Length of Approval: 12 Month(s)
For diagnosis of Carcinoid Syndrome

  • Patient demonstrates positive clinical response to therapy
  • AND
  • Trial and intolerance to generic lanreotide (Applies to Brand Somatuline Depot 120 mg only)
P & T Revisions

2025-02-05, 2024-10-18, 2024-07-02, 2023-12-20, 2023-10-20, 2023-10-19, 2022-10-20, 2022-07-27, 2022-07-22, 2022-03-02, 2021-09-27, 2021-05-26, 2021-05-25, 2020-09-30, 2019-10-04

  1. Somatuline Depot Prescribing Information. Ipsen Biopharmaceuticals, Inc. Cambridge, MA. July 2024.
  2. Lanreotide Injection Prescribing Information. Cipla USA Inc. Warren, NJ. July 2024.
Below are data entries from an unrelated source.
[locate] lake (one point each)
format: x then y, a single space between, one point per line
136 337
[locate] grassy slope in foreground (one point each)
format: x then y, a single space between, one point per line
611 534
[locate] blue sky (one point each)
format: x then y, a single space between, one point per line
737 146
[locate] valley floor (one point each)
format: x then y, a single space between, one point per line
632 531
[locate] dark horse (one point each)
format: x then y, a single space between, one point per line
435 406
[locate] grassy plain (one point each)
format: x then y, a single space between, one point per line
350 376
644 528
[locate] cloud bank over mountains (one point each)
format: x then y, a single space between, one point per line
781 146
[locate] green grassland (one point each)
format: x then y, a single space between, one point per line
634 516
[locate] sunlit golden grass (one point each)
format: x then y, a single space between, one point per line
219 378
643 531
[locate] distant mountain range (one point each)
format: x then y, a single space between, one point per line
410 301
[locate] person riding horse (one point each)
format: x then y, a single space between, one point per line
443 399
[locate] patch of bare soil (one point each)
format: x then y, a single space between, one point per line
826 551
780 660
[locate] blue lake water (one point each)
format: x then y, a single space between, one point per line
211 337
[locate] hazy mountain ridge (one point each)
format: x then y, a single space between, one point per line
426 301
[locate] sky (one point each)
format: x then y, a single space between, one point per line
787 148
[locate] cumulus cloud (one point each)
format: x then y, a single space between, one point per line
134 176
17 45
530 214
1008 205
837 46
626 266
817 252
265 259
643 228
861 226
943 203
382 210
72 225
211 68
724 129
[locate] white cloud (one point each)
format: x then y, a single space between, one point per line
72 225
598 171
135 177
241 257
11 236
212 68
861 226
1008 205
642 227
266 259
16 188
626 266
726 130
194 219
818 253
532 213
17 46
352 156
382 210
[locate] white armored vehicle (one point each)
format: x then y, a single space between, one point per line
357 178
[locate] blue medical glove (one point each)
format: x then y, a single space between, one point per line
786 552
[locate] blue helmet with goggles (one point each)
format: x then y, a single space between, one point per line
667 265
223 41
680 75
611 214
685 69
  • 2025-02-05: Addition of T/F requirement
  • 2024-10-18: 2024 annual review: removed prescriber requirement for GEP-NET indication. Background updates.
  • 2024-07-02: Product name update and removal of NF criteria
  • 2023-12-20: Program update to standard reauthorization language. No changes to clinical intent.
  • 2023-10-20: Program update to standard reauthorization language. No changes to clinical intent.
  • 2023-10-19: Annual review: no criteria changes.
  • 2022-10-20: Annual review: no criteria changes.
  • 2022-07-27: Addition of NF criteria and t/f criteria
  • 2022-07-22: Addition of NF criteria
  • 2022-03-02: Added new Lanreotide product to the program. Added specialist requirement for acromegaly and carcinoid syndrome.
  • 2021-09-27: Annual Review
  • 2021-05-26: Addition of EHB formulary to guideline, no changes to criteria
  • 2021-05-25: Addition of EHB formulary to guideline, no changes to criteria
  • 2020-09-30: Annual Review: removed drug name from reauth
  • 2019-10-04: 2019 Annual Review, no changes to criteria.